At the end of the lake he stopped. Beside him, Kreiss, weakened by his wound, was panting and gasping; Towahg, moving like a dark shadow, was close behind.

"I saw them," said Kreiss, when he had breath enough for speech, "—more beasts from the pyramid. They were coming for us! But we can go back there after a day or so."

"You can," Chet told him; "Towahg and I are going on."

"Where?" Kreiss demanded.

"To the pyramid."

Chet's reply was brief, and Kreiss' response was equally so. "You're a fool," he said.

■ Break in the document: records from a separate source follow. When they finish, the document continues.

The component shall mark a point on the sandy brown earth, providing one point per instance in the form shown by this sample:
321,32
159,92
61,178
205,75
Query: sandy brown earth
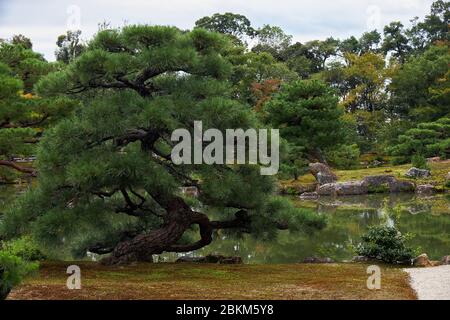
431,283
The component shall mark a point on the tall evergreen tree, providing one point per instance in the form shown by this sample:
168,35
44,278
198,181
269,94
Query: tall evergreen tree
107,183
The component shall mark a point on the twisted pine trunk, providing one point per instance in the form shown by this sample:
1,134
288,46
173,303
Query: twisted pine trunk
179,219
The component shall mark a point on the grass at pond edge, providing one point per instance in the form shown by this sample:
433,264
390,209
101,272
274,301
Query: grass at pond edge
214,281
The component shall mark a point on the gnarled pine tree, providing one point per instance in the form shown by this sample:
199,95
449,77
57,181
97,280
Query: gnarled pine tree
106,180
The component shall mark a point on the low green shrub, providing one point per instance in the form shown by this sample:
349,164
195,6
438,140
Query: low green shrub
386,244
24,248
12,271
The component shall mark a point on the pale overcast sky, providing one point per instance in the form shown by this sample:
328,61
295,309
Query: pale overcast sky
44,20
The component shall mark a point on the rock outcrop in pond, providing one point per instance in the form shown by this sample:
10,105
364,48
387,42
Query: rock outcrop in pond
368,185
322,173
418,173
212,258
328,185
425,190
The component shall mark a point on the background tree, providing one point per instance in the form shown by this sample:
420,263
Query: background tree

"Sure," Chet told him: "I know there's nothing I can do to help them. But I'm going. All I ask is to get one crack at whatever it is that is down in that beastly pit and if I can't do that maybe I can still save Diane and Walt from tortures you and I can't imagine." He touched his pistol suggestively.

"Still I say you are a fool," Kreiss insisted. "They are gone—captured; they will die. That is regrettable, but it is done. Now, besides Herr Schwartzmann who escaped, only we two remain; the savage, he does not count. We two!—and a new world!—and science! Science that remains after these two are gone—after you and I are gone! It is greater than us all.

"But I, staying, shall contribute to the knowledge of men; I shall make discoveries that will bear my name always. This world is my laboratory; I have found deposits such as none has ever seen on Earth.